24 men and 13 women were diagnosed as suffering from schizophrenia - an annual rate of 41 men and 22 women per 100,000 aged 15 years or more. The average age for both sexes was 22. The low age on first admission to hospital and the high ratio of men to women are similar to the situation in developing countries, while the both clinically and socially serious course taken by the condition follows the pattern in industrialised countries.
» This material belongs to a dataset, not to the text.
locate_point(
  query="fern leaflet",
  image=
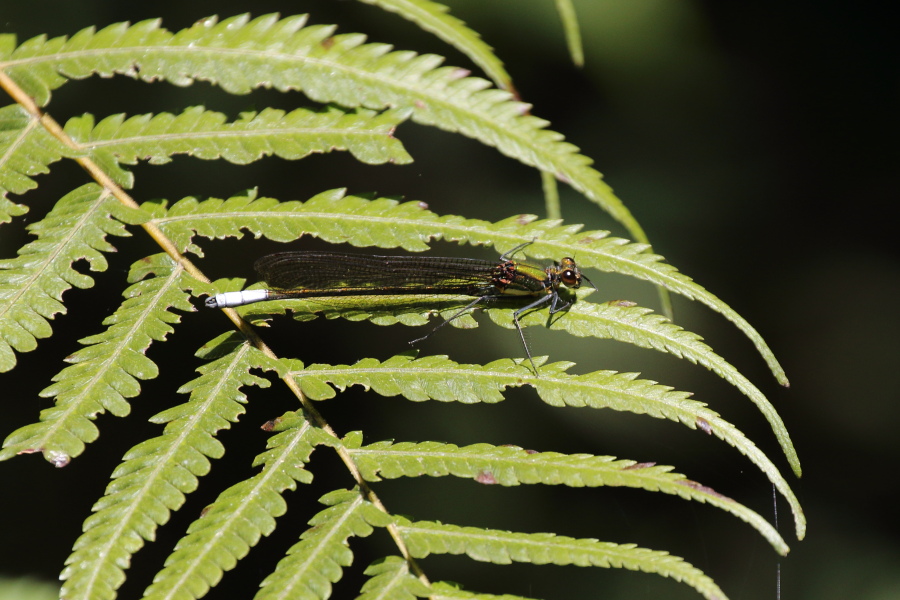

In a follow-up seven years later, the men had been in hospital for an average of 161 days and the women 98 days. 29 men and 20 women had died by the time of the follow-up study, of these 12 men and four women by suicide. Of those still alive at the time of the follow-up study, a third of the men and a quarter of the women showed no sign of mental illness. 15% of the men and 10% of the women were chronic patients whose health was seriously undermined.
19% of the men and 6% of the women were guilty of serious crimes against the person. The forensic problems are dealt with separately.